A la pregunta de si soy monárquico o republicano contestaría, más que con una afirmación, con una matización. Si me dan a elegir entre la monarquía de Marruecos o de Arabia Saudí y la república de Francia o EE.UU., prefiero la república; si me da a elegir entre la monarquía de Bélgica o el Reino Unido y la república de Cuba o China, prefiero la monarquía. Está claro: la democracia y el respeto a los derechos individuales (dejo los colectivos para otra ocasión) es lo primordial; la forma de Estado, lo secundario. Depende de cada país. Los hay que se adaptan de forma clara al modelo de república federal, creando un sistema territorial que ensambla unidades muy diversas (Alemania o EE.UU.) o a una república más presidencialista y centralizada (Francia). En ambos casos, son países con un fuerte componente nacional, con una veneración común hacia los símbolos de la nación (bandera, himno), con una articulación territorial estable, sin problemas de separatismos ni asimetrías, con un consenso entre las fuerzas políticas en lo fundamental, sobre todo en materia de defensa y política exterior. Su ‘ser nacional’ (permítaseme esta expresión un poco romántica) está asentado sobre tan sólidas bases, que pueden permitirse cambiar la jefatura del Estado sin que haya ninguna estabilidad.
No es ese el caso de España. Las dos principales fuerzas políticas tienen una gran distancia en sus planteamientos, incluso en materias ‘sensibles’: las mencionadas de defensa y exterior. El espectáculo de un gobierno retirando las tropas que otro gobierno ha enviado no se hubiera dado, por ejemplo, en EE.UU., donde tanto demócratas como republicanos tienen muy claro cuáles son los intereses (los de América, claro) que tienen que defender. En España se plantean unas fricciones partidistas (el tema del Estado laico, la religión en la escuela), que en otros países de nuestro nivel ya están resueltos en un consenso más o menos común. Y si son grandes las diferencias entre conservadores y socialistas, no hablemos de los partidos nacionalistas, que tienen planteamientos en muchos casos rupturistas del marco constitucional.

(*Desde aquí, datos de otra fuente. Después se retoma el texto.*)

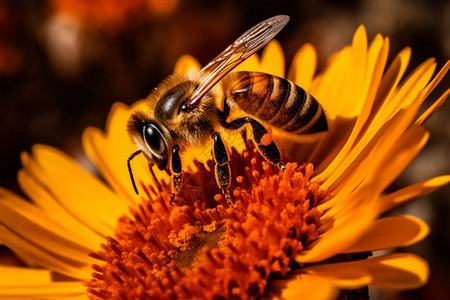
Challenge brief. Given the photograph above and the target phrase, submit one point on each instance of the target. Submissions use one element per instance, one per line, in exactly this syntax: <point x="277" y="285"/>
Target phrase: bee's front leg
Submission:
<point x="222" y="169"/>
<point x="176" y="172"/>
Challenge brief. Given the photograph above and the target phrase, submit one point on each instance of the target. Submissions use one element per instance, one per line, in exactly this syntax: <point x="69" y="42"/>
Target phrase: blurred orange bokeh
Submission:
<point x="112" y="15"/>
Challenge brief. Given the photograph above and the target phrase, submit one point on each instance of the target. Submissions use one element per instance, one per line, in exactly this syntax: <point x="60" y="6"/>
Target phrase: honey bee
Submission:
<point x="183" y="111"/>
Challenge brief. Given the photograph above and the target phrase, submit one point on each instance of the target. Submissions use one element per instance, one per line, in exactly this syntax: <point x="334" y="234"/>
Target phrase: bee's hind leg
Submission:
<point x="222" y="170"/>
<point x="268" y="149"/>
<point x="176" y="176"/>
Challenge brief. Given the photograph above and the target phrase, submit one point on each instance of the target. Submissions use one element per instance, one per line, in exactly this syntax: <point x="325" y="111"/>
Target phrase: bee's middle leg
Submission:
<point x="222" y="170"/>
<point x="269" y="151"/>
<point x="176" y="176"/>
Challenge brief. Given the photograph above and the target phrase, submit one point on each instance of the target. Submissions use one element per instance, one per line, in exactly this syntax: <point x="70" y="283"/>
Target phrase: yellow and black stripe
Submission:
<point x="278" y="102"/>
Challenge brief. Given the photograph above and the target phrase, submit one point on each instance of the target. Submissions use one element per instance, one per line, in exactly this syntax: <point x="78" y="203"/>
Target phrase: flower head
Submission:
<point x="307" y="232"/>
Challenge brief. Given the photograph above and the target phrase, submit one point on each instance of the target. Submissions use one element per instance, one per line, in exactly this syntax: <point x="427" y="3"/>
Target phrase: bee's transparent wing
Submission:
<point x="248" y="43"/>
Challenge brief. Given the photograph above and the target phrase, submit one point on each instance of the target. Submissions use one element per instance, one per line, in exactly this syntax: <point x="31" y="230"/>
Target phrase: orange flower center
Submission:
<point x="200" y="248"/>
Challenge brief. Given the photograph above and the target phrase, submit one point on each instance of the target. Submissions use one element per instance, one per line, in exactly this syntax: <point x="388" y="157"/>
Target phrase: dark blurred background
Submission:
<point x="63" y="63"/>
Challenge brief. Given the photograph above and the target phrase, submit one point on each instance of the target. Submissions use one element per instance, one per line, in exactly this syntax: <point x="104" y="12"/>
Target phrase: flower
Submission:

Estos planteamientos en España son compatibles con el izquierdismo (socialismo catalán, Izquierda Republicana). No hay pues, consenso en los parámetros políticos fundamentales.

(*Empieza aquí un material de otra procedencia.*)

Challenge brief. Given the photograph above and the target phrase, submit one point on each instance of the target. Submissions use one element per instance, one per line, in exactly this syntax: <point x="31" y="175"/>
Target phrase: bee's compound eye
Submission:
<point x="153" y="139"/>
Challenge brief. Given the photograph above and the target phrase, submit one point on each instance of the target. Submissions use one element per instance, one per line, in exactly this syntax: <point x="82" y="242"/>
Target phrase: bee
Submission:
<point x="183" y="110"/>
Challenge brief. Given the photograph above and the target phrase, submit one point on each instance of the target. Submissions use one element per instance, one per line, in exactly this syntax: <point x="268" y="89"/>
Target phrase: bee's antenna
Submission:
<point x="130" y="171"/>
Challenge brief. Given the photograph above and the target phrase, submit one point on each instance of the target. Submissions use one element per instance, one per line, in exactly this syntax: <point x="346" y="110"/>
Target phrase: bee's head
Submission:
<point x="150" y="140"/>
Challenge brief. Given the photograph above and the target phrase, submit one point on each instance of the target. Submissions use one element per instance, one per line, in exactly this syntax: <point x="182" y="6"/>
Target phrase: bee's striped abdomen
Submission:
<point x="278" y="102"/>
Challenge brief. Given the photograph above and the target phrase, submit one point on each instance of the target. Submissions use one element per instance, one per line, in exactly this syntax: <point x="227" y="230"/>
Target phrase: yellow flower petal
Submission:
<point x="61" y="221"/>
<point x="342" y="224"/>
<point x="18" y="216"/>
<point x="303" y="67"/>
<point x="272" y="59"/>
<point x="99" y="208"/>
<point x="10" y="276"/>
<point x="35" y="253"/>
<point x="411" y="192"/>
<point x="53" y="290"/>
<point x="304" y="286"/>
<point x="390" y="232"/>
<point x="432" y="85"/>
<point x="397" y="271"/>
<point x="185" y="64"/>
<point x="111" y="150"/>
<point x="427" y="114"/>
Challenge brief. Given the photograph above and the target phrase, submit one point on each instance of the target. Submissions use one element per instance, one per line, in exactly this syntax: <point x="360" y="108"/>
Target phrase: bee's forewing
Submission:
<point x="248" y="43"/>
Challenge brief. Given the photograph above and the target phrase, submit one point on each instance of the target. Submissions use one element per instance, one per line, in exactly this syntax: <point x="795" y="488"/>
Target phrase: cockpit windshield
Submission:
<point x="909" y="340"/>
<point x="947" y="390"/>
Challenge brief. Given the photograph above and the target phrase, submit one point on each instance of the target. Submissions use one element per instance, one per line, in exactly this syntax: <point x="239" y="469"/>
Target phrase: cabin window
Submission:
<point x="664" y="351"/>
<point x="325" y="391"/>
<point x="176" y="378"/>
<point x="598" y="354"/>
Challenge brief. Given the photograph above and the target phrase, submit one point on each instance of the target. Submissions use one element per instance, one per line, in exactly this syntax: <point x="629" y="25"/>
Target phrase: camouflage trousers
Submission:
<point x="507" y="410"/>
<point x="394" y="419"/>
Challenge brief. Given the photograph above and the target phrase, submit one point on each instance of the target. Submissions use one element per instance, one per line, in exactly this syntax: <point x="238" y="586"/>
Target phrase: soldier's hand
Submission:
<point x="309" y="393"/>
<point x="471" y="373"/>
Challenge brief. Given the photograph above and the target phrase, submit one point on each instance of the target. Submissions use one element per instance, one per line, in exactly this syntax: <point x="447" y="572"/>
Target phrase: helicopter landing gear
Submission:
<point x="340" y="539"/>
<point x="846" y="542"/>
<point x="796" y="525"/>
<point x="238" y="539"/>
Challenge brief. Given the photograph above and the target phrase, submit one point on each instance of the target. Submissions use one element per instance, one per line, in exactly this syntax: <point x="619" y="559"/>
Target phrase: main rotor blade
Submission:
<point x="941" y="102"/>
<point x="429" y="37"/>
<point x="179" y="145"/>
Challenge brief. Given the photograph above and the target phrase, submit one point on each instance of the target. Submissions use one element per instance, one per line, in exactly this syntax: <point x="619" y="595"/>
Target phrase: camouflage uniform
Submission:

En lo territorial, la situación se agudiza. Hay regiones (una parte considerable de sus habitantes) que no se encuentran a gusto con su situación, que no sienten a España como una casa común; que querrían cambiar el marco jurídico de forma profunda. Los nacionalistas vascos tienen como meta última la constitución de un estado independiente, asociado a España. Los catalanes no son tan radicales, pero quieren defender la asimetría, la singularidad que atribuyen a su región. En fin, no tenemos un modelo territorial asentado y comúnmente aceptado. Nos guste o no, esa es la realidad.

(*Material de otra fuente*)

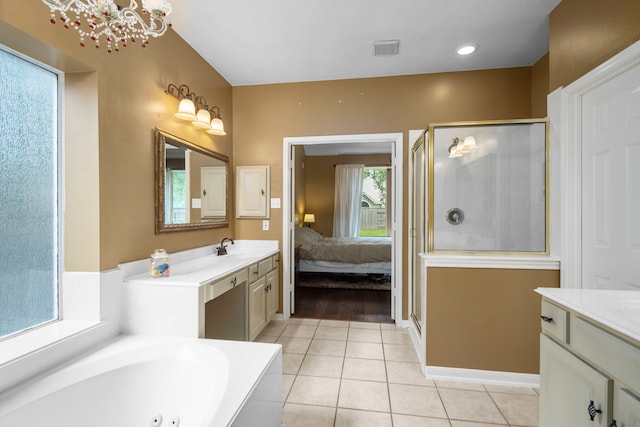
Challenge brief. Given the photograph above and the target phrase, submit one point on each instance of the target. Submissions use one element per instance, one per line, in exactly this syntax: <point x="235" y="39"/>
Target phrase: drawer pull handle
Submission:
<point x="593" y="411"/>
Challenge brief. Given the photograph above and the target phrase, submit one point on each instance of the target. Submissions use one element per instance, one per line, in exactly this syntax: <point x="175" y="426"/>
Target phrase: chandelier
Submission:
<point x="117" y="25"/>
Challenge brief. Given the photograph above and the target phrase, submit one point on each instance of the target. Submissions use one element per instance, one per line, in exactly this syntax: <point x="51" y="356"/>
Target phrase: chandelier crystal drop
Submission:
<point x="117" y="25"/>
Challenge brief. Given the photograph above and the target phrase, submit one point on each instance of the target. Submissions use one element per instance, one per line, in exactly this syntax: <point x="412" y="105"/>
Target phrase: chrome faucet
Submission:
<point x="222" y="249"/>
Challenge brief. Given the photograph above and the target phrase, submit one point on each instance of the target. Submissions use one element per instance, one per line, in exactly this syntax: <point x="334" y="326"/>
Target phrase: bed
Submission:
<point x="315" y="253"/>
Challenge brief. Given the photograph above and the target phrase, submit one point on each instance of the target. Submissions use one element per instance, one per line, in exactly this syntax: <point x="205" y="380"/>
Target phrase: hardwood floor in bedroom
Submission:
<point x="362" y="305"/>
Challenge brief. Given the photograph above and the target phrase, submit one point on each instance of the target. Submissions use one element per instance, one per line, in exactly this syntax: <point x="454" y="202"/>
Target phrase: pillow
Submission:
<point x="306" y="237"/>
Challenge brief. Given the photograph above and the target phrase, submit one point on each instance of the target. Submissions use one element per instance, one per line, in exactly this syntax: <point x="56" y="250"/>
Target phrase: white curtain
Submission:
<point x="348" y="199"/>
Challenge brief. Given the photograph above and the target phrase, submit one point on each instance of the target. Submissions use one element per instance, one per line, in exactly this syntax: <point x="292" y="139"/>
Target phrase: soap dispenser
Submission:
<point x="160" y="264"/>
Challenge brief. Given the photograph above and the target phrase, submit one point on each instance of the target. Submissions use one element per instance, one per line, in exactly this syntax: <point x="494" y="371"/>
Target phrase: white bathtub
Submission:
<point x="155" y="381"/>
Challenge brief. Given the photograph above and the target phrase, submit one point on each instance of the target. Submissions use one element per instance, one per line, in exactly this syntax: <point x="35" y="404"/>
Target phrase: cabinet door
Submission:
<point x="567" y="388"/>
<point x="257" y="304"/>
<point x="252" y="191"/>
<point x="272" y="294"/>
<point x="626" y="408"/>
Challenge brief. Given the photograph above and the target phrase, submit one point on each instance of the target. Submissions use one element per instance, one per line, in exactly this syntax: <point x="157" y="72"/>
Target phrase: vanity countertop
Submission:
<point x="189" y="271"/>
<point x="618" y="310"/>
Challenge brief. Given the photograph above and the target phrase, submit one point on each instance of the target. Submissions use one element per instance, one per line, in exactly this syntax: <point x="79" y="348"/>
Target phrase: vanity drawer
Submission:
<point x="219" y="287"/>
<point x="253" y="273"/>
<point x="265" y="266"/>
<point x="554" y="321"/>
<point x="602" y="348"/>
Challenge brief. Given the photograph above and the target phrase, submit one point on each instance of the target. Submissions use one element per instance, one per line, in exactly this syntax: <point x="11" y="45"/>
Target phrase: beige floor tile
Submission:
<point x="335" y="323"/>
<point x="518" y="409"/>
<point x="460" y="385"/>
<point x="331" y="333"/>
<point x="400" y="353"/>
<point x="266" y="338"/>
<point x="294" y="345"/>
<point x="299" y="331"/>
<point x="396" y="336"/>
<point x="364" y="325"/>
<point x="407" y="373"/>
<point x="356" y="418"/>
<point x="416" y="400"/>
<point x="314" y="391"/>
<point x="291" y="363"/>
<point x="364" y="369"/>
<point x="470" y="405"/>
<point x="321" y="366"/>
<point x="365" y="395"/>
<point x="400" y="420"/>
<point x="364" y="350"/>
<point x="287" y="382"/>
<point x="511" y="389"/>
<point x="459" y="423"/>
<point x="327" y="347"/>
<point x="365" y="335"/>
<point x="295" y="415"/>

Desunión en lo político, desunión en lo territorial. Fuerzas centrífugas. Nos hace falta una fuerza integradora, unidora, centrípeta. Necesitamos un referente común, una institución que permanezca por encima de las diferencias y más allá de los cambios. Una institución que trabaje a largo plazo, con planteamientos claros, sin tener que defender intereses electorales o parciales. Para colmo, esa institución no se improvisa en unos años, ni en una generación. Necesita el sedimento de los siglos. Esa institución es la Corona. Si en otros países han sabido cristalizar un sólido sentimiento nacional, una amplia comunión de valores e intereses comunes, en España ese sentimiento va indisolublemente unido a la figura del Rey. La Corona fue en los delicados momentos de la transición y lo va a ser en los años que vienen, no menos complicados.
Hoy no tiene sentido defender la monarquía con argumentos dogmáticos que plantean el debate en unos términos anacrónicos (privilegios innatos, derecho divino, la voz del pueblo, etc.), pero sí por razones pragmáticas, de pura y sencilla utilidad.